Monday, August 24, 2009

The "Debate" and How it's Framed

This is another "Phil Got Carried Away In the Comments Section of Someone Else's Blog or Newspaper Article" post.

The truth is, Progressives object to the term “Death Panel” because they’ve got their heads in the sand about where this leads. That is the most misleading thing about this whole “debate”. We’re debating the effects with respect to human nature, sociology, and the nature of government power, and the philosophies of the people who want to implement this so badly.

They, as progressives believe, are trying to craft a bill to legislate responsibility, and human nature/sociology and the nature of government power are going to be dictated by what’s in the bill. Therefore, they debate only what’s in this bill.

If it doesn’t say “death panels” … if it doesn’t say there will be a body deciding who will get treatment or who won’t.
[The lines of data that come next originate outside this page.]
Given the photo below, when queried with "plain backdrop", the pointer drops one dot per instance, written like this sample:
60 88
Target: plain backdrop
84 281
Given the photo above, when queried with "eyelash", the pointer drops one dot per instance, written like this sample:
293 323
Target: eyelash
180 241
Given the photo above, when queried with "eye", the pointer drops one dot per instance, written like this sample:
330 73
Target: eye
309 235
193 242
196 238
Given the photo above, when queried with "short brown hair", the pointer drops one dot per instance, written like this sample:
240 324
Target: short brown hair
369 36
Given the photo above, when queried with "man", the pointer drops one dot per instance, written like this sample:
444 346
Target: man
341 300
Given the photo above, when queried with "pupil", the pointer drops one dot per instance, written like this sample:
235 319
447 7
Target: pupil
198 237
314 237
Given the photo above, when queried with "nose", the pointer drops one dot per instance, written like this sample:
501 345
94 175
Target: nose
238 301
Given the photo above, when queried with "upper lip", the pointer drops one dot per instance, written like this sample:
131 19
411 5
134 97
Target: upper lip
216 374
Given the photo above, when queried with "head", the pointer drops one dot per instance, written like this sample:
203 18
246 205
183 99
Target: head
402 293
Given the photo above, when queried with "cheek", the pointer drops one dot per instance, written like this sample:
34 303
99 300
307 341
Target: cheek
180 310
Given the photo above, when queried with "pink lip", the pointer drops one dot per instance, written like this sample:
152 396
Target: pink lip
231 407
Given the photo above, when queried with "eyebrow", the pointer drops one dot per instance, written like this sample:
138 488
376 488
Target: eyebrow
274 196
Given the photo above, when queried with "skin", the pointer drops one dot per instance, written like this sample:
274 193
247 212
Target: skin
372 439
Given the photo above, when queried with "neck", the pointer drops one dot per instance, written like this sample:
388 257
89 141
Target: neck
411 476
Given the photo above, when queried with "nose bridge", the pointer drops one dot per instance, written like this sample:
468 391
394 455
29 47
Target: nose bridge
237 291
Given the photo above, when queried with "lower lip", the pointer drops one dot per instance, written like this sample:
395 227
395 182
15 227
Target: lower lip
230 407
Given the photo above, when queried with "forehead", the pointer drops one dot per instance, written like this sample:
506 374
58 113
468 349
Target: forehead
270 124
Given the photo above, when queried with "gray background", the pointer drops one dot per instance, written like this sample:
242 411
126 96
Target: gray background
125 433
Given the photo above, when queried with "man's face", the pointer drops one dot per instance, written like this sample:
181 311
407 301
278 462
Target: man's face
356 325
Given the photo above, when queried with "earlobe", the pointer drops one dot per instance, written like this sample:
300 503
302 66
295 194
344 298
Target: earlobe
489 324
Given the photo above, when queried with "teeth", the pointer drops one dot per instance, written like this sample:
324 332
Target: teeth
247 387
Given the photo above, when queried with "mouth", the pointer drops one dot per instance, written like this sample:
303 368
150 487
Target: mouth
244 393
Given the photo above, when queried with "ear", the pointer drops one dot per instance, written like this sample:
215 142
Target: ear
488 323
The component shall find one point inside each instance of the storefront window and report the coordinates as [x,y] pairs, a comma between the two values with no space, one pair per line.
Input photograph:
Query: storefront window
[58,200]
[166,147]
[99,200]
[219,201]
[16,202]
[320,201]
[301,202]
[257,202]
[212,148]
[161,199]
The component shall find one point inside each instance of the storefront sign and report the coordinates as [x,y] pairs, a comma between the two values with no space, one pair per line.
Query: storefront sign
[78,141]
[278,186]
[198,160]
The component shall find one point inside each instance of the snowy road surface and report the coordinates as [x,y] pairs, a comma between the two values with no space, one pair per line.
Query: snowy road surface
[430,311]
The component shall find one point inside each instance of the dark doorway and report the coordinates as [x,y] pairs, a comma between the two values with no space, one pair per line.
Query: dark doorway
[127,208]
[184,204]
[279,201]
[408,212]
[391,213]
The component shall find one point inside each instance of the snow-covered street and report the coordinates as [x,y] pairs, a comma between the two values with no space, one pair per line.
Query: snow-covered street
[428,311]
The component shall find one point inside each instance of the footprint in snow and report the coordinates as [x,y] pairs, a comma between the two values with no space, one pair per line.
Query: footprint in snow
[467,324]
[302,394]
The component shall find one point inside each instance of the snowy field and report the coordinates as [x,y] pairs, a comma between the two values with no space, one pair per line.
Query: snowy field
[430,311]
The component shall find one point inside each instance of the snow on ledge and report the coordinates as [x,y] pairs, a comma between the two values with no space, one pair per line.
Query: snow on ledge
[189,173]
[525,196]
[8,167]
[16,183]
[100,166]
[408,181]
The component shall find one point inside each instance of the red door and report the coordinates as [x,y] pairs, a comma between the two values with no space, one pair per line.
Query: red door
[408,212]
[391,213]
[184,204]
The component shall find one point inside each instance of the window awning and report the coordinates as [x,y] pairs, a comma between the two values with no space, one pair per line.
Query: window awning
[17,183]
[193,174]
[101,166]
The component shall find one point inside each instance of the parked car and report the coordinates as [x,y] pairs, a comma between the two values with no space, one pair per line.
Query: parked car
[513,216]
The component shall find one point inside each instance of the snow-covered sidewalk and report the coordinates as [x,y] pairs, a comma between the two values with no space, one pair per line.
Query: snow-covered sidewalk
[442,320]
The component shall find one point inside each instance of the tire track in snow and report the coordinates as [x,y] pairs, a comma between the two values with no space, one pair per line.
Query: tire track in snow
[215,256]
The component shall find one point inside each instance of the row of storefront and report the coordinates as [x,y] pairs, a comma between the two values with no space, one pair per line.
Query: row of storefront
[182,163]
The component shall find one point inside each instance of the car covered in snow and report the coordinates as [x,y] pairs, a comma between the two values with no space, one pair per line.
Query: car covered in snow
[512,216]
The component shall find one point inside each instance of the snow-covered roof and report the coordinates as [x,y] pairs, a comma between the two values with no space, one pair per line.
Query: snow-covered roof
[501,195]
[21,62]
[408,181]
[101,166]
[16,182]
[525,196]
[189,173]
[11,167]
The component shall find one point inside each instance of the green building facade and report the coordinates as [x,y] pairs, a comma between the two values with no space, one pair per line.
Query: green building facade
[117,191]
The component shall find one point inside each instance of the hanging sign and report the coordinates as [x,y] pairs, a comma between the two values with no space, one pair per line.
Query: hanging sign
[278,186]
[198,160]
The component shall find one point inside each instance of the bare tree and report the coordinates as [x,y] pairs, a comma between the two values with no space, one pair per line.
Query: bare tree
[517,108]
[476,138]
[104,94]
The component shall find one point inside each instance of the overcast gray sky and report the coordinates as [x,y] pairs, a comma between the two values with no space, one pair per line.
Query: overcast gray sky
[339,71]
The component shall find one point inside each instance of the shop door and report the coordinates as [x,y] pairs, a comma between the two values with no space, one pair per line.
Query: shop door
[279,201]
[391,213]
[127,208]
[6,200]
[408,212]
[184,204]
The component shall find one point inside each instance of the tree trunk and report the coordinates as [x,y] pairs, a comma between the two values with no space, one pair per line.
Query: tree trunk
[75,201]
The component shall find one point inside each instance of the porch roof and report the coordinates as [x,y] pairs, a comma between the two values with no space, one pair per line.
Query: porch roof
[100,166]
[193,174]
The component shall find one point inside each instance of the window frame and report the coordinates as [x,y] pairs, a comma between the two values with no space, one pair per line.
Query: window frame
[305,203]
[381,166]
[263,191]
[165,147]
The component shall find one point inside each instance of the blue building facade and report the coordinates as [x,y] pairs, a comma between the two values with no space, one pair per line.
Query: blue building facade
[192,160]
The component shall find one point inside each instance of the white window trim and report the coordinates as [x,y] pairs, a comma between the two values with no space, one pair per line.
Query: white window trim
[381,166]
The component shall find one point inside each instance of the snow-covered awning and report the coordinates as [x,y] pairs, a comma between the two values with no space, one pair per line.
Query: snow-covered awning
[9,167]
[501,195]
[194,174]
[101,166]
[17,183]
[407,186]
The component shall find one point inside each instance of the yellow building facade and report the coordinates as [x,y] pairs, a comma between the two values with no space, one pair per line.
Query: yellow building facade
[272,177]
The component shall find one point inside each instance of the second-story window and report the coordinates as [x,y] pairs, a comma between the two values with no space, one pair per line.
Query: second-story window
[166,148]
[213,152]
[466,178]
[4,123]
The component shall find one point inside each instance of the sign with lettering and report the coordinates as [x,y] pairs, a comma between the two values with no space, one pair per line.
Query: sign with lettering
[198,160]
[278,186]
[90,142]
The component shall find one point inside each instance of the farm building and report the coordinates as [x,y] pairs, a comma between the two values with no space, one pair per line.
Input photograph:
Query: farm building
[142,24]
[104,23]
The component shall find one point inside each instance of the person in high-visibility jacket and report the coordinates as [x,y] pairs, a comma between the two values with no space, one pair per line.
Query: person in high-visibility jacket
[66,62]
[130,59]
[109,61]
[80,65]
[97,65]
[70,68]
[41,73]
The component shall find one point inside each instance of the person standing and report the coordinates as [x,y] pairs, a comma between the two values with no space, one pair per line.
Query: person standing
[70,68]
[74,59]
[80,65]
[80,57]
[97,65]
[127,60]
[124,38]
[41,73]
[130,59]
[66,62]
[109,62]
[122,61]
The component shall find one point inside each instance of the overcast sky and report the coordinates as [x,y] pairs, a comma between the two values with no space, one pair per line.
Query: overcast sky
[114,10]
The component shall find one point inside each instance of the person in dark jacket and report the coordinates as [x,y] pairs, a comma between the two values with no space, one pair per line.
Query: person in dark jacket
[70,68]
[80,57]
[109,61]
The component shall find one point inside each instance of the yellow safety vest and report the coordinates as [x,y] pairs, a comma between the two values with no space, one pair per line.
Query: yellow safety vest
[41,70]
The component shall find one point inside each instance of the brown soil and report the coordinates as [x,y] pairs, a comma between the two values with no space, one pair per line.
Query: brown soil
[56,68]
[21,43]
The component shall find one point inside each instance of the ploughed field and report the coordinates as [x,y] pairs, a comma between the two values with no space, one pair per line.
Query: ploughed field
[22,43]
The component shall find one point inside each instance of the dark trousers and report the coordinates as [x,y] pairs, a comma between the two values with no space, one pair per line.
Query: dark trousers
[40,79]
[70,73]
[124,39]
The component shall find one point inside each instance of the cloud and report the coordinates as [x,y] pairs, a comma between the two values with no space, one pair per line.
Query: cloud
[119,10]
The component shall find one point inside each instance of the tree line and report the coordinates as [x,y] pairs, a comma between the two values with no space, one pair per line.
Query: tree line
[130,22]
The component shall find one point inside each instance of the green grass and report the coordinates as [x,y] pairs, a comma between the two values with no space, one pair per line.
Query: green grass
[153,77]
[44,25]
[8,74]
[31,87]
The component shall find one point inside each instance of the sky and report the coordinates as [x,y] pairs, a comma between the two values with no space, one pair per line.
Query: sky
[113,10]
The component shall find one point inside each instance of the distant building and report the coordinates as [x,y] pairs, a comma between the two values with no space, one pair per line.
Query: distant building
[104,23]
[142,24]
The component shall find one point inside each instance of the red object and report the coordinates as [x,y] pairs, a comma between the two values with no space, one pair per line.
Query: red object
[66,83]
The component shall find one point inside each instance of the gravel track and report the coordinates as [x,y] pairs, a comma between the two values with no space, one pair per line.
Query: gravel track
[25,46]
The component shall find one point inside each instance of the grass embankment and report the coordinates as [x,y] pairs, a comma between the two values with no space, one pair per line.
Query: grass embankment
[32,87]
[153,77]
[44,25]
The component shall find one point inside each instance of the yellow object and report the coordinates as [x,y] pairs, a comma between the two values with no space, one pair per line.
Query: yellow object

Therefore, it’s “misinformation” (according to them) to say that it does.

But it’s completely disingenuous of them to point just to the language in the bill UNLESS there is language specifically stating that rationing and quality-quantity of life “triage” won’t be done as a part of it, ever, by law. And that’s not in there because they know it can’t be in there. They know it would restrict the government’s power to control every aspect of health care. And they wanna tinker.

See, Progressives — the leaders of the ideology, anyway, are academics at heart. They have these theories they want to try, and tinker with and somewhere deep down they really do believe they can make everything better for everyone. But academics in the “soft sciences” is theories built upon theories built upon theories and rife with circular arguments and incestuous self-reference …. and none of those theories can ever be proven in an ethical manner because they involve just the kind of experimenting … that Roosevelt and Obama and lots of other people wanted/want to do ON REAL LIVE PEOPLE’S LIVES AND LIVELIHOODS.

So they get around this little problem by focusing only on their intentions. And anyone who argues with them must, by definition in their pointy little heads, must have BAD intentions. Greed, power, whatever. Anything but a recognition that humans have their flaws and it’s best to let us all work things out for ourselves while having laws keeping us from killing or forcefully coercing each other to one or the other’s advantage. And if they failed, it’s because the Evil Ones foiled their plans, and anyway, their intentions were good so it doesn’t matter how many people were treated unfairly, or died, or had to be killed in order to get everybody with the program for The Greater Good™.

Of course, all of this was thought about and discussed extensively around 240, 250 years ago by some very bright men who happened to be male and white — which unfortunately means they’re on the outs right now and that’s no accident, either. We are not to “worship” their work … the work that founded the country that we all supposedly love (but some of us want to Change™ very badly, apparently) … after all, they are Old Dead White Men™.

But … I digress. As I often do. The deal is, the language clearly laid the foundation for a group of coercers, and Palin seized on it and used it to make the larger point that this is where single-payer health care will ultimately lead. I applaud her for it.

That language is now gone, now, thanks to her, but as I’ve said before… they’ll strike whatever language they need to from it to get enough popular support to pass it, and it will be a foot in the door to single-payer health care. And as I’ve said over and over and over again … EVERYBODY knows it. Everybody. The people pushing it will obfuscate and even deny it in public, but in private they’re rubbing their hands together in anticipation. The people fighting it will be called “___-mongers” and every name in the book in an attempt to dismiss them to short circuit any rational debate. In a debate, they lose. And they know it.